# The Potential Role of Firboblast Activation Protein as a Natural Killer Cell Immune Checkpoint in Pancreatic Cancer

> **NIH NIH F30** · GEORGETOWN UNIVERSITY · 2021 · $51,036

## Abstract

PROJECT SUMMARY
Immunotherapy has been largely ineffective in pancreatic cancer, partially due to the surrounding dense stromal
fibrosis which creates an immunosuppressive microenvironment. The main cellular component of this fibrosis,
pancreatic stellate cells (PSCs), are marked by elevated expression of fibroblast activation protein (FAP). FAP
is a type II transmembrane serine protease that is minimally expressed in normal pancreas, however, in
pancreatic cancer FAP is overexpressed in 90% of lesions and is associated with worse clinical outcomes. Here
we use a novel in vitro co-culturing system that utilizes primary donor-derived PSCs and a human natural killer
(NK) cell line, NK92, to assess the relationship between PSCs and NK cells. We tested the ability of NK cells to
kill PSCs and monitored for FAP expression and markers of activation. We also assessed the effect of FAP
inhibition on NK cell activity in vitro and pancreatic tumor clearance in vivo.
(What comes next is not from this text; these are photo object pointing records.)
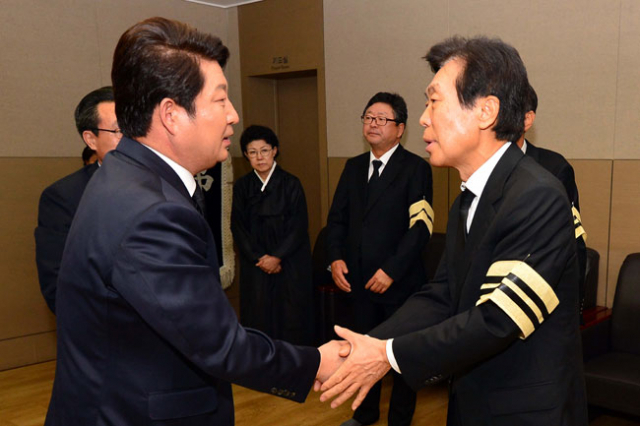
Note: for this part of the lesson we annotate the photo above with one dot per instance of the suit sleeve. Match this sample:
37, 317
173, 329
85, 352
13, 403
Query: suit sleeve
568, 179
297, 221
161, 270
534, 247
338, 219
54, 220
420, 214
239, 225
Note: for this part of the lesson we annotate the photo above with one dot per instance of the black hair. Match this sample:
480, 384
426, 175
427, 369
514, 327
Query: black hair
86, 113
256, 133
155, 59
395, 101
491, 67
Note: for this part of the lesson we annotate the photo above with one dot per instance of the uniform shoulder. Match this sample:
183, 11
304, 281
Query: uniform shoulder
530, 177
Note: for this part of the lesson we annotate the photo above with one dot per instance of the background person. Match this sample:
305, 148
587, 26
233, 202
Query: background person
270, 227
379, 223
96, 122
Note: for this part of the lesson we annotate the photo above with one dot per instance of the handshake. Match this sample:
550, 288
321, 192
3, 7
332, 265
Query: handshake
352, 365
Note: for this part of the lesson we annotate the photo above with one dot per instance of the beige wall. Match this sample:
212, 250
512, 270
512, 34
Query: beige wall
582, 58
53, 53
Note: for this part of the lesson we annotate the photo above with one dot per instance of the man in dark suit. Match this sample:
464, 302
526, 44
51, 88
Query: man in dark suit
145, 332
500, 316
96, 122
558, 166
380, 220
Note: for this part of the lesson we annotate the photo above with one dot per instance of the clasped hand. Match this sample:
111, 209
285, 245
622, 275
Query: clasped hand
269, 264
366, 363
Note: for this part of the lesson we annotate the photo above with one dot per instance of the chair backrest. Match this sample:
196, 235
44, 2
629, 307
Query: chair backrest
625, 316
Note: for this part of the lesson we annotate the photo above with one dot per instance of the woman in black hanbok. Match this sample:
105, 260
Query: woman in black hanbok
269, 224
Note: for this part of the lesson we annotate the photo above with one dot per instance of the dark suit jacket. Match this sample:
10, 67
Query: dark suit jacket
58, 205
374, 233
500, 315
558, 166
145, 332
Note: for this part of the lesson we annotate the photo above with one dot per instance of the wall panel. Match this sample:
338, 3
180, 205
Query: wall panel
593, 178
625, 205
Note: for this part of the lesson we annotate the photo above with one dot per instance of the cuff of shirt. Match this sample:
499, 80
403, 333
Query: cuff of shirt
391, 357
We found that NK cells are activated
by and kill PSCs, potentially via NK cell surface receptor NKG2D recognition of MICA/B on PSCs. Upon direct
contact with PSCs, PSCs downregulate FAP, however, NK cells upregulate FAP. This is the first-time NK cells
have been shown to produce FAP and that induction of FAP is mediated by cell-to-cell contact. Furthermore,
FAP expression by NK cells is associated with an inactivate phenotype. FAP inhibition enhanced NK killing of
PSCs in vitro and enhanced pancreatic tumor clearance in vivo. The anti-tumor activity of FAP inhibition was
enhanced by addition of anti-PD-1 therapy. Based on these findings, I hypothesize that FAP functions as an NK
cell immune checkpoint. FAP is expressed in NK cells after activation to attenuate cytotoxicity and can be
inhibited to enhance anti-tumor immunity. To test this hypothesis, I aim to determine mechanisms of FAP
induction in NK cells (Aim 1), assess the clinical relevance of these findings (Aim 1A and 1D) and manipulate
FAP activity to enhance in vitro and in vivo anti-tumor immune responses (Aim 2). Successful completion of
these aims will identify factors that regulate FAP expression and further our understanding of how FAP regulates
the immune response. These findings will fill the gap in knowledge surrounding regulators of FAP expression
and provide new approaches to enhance anti-tumor immune activity.

## Key facts

- **NIH application ID:** 10125124
- **Project number:** 5F30CA239441-03
- **Recipient organization:** GEORGETOWN UNIVERSITY
- **Principal Investigator:** Allison O'Connell
- **Activity code:** F30 (R01, R21, SBIR, etc.)
- **Funding institute:** NIH
- **Fiscal year:** 2021
- **Award amount:** $51,036
- **Award type:** 5
- **Project period:** 2019-04-01 → 2024-03-31

## Primary source

NIH RePORTER: https://reporter.nih.gov/project-details/10125124

## Citation

> US National Institutes of Health, RePORTER application 10125124, The Potential Role of Firboblast Activation Protein as a Natural Killer Cell Immune Checkpoint in Pancreatic Cancer (5F30CA239441-03). Retrieved via AI Analytics 2026-05-23 from https://api.ai-analytics.org/grant/nih/10125124. Licensed CC0.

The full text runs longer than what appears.